ブラジル日系社会=『百年の水流』(再改定版)=外山脩=(238)
ただ、日高によると、
「ロンドンと通訳の森田は、なんとか、我々を臣道連盟に結びつけようとしていた」
という。
山下も、こう思い出す。
「向こうは、連盟の命令で我々がやった…という風に、調書を作ろうとしていた」
以上の諸材料から判断すれば「供述調書は改竄だらけ」という結論になる。
この種の改竄は珍しいことではない。警察における供述調書というものは、いつの時代、どこの国でも、警察側が書く。取調べを受ける側が断片的に話す言葉を、適当に文章にし、署名なり拇印をとる。
その折、予め筋書きをつくり、それに合う様に供述を引き出し、内容を作文して行く事は、よく知られている。
結論として言えば、DOPSの調書は、その改竄ぶりを証明する材料となっても、襲撃者と臣道連盟を結びつける裏付けとはならない。
低劣だった
刑事たち
DOPSは政治犯を扱う警察であり、その刑事は精鋭揃いであったろうと思われがちである。が、実は、その質は低劣だった。
前章で紹介した『拘留報告記』は、刑事たちの頭脳のお粗末さを嘆いている。事務が驚くほど乱雑で、すでに釈放された者を訊問に呼び出したり、訊問終了者と未終了者を混同したり、姓名を間違って記したり…という具合だった。
その刑事たちの中で最も酷かったのが、ロンドンである。

正式の名前はオゾリオ・トーゴー・ダルタグナン・ロンドンといった。日露戦争後、出生してくる子供の名前の一部にトーゴー(東郷)を使用することがブラジルでも流行った。
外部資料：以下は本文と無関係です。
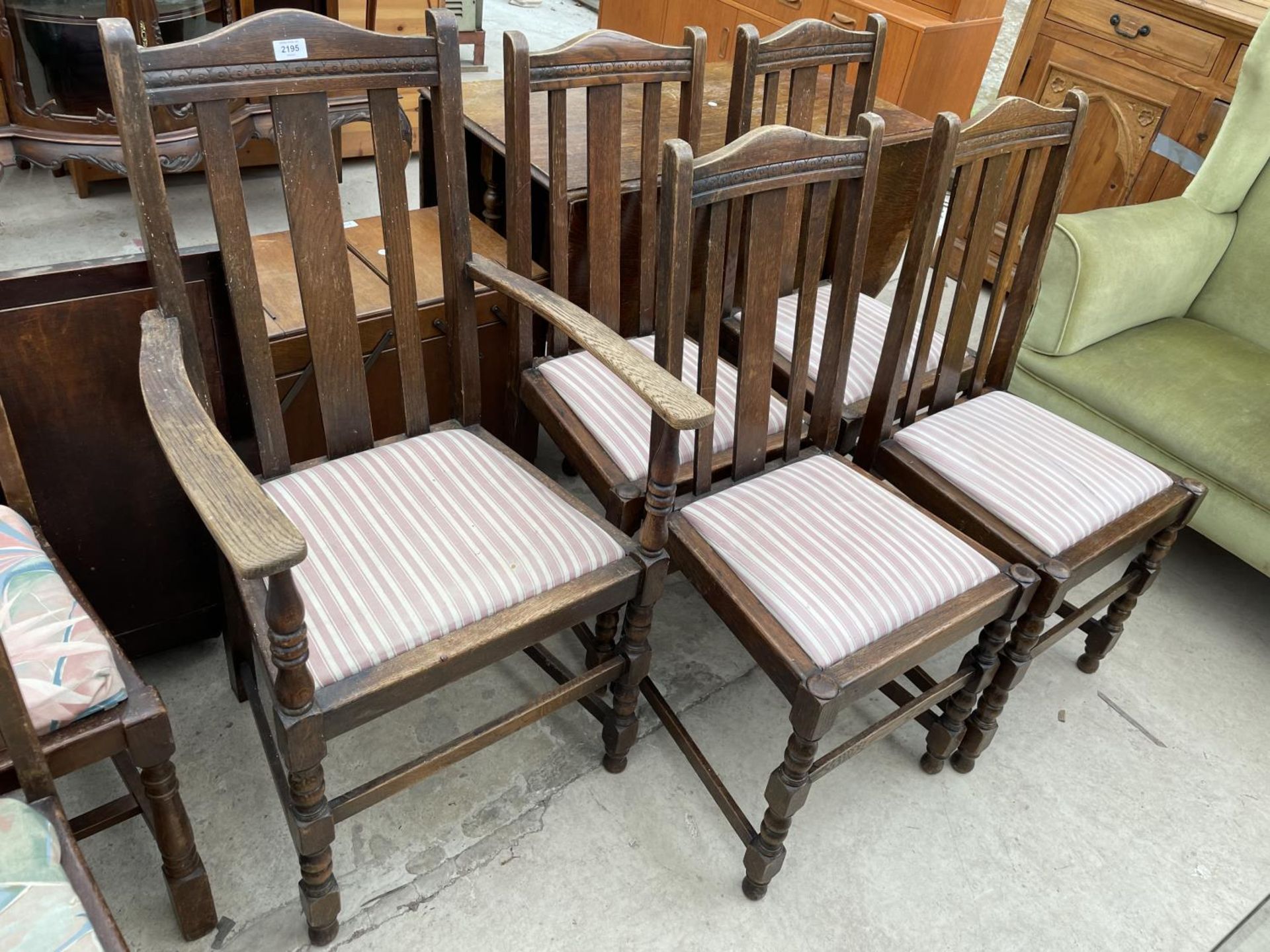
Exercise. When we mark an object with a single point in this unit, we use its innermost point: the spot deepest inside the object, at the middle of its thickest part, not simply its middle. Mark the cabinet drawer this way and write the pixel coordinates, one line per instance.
(1140, 30)
(784, 11)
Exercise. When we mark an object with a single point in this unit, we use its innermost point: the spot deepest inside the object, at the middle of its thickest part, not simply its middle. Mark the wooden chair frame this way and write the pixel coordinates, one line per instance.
(266, 634)
(26, 753)
(1014, 141)
(135, 735)
(761, 172)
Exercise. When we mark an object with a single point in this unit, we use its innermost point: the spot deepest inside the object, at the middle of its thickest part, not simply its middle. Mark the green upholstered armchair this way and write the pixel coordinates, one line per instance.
(1152, 327)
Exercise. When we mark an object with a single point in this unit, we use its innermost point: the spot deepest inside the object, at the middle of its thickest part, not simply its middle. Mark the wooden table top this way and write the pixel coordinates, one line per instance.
(484, 117)
(280, 288)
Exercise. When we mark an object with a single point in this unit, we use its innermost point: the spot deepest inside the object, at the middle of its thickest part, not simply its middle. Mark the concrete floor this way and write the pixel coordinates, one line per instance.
(1080, 830)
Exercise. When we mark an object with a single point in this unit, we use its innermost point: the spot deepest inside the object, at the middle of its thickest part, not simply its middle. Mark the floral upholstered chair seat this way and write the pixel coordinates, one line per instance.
(65, 666)
(38, 906)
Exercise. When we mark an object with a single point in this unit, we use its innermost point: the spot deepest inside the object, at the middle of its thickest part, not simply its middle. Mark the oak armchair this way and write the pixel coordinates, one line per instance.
(1017, 479)
(367, 578)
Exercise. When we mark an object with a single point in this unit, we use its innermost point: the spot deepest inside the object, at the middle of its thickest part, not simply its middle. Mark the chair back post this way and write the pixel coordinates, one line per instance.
(1025, 285)
(1009, 165)
(145, 179)
(13, 477)
(601, 63)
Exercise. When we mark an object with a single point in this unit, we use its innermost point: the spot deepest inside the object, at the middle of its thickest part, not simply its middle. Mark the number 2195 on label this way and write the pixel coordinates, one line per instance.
(290, 50)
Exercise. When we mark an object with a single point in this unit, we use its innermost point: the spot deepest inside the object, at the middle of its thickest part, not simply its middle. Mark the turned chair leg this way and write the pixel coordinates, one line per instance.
(1014, 663)
(789, 783)
(1144, 568)
(945, 734)
(621, 727)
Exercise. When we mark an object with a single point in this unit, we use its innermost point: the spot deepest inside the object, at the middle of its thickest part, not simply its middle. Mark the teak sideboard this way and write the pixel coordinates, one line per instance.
(934, 60)
(1159, 74)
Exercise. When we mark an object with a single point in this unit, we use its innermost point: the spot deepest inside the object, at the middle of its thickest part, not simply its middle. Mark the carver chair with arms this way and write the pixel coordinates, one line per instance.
(1017, 479)
(384, 571)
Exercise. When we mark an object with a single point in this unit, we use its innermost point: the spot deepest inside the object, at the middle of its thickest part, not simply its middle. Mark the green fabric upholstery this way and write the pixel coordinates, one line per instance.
(1236, 296)
(1152, 325)
(1093, 284)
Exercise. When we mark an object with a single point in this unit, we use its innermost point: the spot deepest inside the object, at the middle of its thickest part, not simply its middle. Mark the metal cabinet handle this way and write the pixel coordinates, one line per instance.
(1143, 31)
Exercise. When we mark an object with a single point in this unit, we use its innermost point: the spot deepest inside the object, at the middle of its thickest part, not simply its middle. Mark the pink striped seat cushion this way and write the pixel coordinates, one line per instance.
(64, 664)
(414, 539)
(622, 423)
(867, 340)
(835, 556)
(1048, 479)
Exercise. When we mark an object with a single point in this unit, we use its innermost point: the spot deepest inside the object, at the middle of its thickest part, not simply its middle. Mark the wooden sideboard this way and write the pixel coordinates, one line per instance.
(934, 60)
(1159, 74)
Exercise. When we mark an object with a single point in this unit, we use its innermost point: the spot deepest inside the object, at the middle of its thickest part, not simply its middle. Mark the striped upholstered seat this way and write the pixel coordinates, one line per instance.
(1048, 479)
(414, 539)
(880, 563)
(867, 340)
(622, 423)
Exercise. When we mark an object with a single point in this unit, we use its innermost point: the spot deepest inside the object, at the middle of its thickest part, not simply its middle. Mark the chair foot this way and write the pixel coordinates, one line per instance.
(615, 764)
(753, 890)
(182, 867)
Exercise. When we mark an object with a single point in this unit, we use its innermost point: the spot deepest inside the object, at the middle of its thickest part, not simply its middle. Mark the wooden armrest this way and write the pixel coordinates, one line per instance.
(679, 405)
(248, 526)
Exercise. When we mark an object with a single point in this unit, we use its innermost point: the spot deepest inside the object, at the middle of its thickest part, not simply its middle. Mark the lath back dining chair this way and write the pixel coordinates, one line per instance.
(832, 582)
(85, 699)
(384, 571)
(1017, 479)
(51, 898)
(792, 63)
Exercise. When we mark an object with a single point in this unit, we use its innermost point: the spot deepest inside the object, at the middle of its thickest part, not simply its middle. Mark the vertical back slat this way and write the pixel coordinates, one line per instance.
(558, 171)
(519, 175)
(399, 254)
(761, 274)
(974, 259)
(802, 108)
(1040, 227)
(708, 348)
(831, 379)
(229, 212)
(962, 204)
(813, 238)
(651, 160)
(308, 163)
(880, 416)
(1033, 164)
(603, 201)
(447, 130)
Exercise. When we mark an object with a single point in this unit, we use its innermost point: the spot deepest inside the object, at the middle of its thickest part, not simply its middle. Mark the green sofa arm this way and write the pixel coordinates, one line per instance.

が、この男、その名を穢す大変な悪(わる)で、後に臣道連盟員から金品を強奪、暴行するという事件を起こしている。
その折のポルトガル語の新聞記事によると。━━
一九四六年十一月八日、夜八時頃、DOPSから郊外の日本人の一シャカラ(小農園)へ向かった刑事たちがいた。指揮をとっていたのはロンドンである。
彼らはシャカラで、中内義繁ほか一名の連盟員を逮捕した。この時、ロンドンは中内から所持物(現金四、四〇〇クルゼイロその他)を押収した。中内が押収証明書を要求すると、ロンドンは激昂し、
「俺の手に入ったモノは俺のモノだ!」
と怒鳴り、中内を殴ったり蹴ったりした。
ロンドンに助手として同行していたタチバナ(前章参照)も、同様に振舞った。
その後、彼らは二人を連れてDOPSへ戻り、看守に留置場へ入れることを要求した。が、看守は中内の身体の暴行の痕をみて、もし何か起これば、自分の責任になることを恐れ、翌朝、主任に報告した。
中内は事情聴取された後、法医の身体検査を受けた。その結果、審査委員会が開かれ、ロンドンは懲戒免職となった。
こういう男が、刑事たちの中に居たのである。しかも供述調書のすべてのエスクリヴォンを務めていたのだ。調書の内容は益々信用できない。
裁判所は不起訴、国外追放は取消し
そもそも、新聞記事や警察の調書のみに頼ることは、歴史研究の原則に反する。
頼るものがあるとすれば、それは裁判所の最終判決であろう。
が、十年史も八十年史も、裁判そのものには全く触れていない。
もし両資料が記す様に、連続襲撃事件が臣道連盟・特攻隊の犯行なら、連盟幹部は起訴され、裁判所で有罪判決を受けていなければならない。
しかし十一章で記した様に、裁判すら行われていないのだ。
それをもう少し詳しく記すと『空白のブラジル移民史』(前章参照)によれば、連盟幹部十名に関しては一九五〇年、サンパウロ中央裁判所で予審が行われ、不起訴となっている。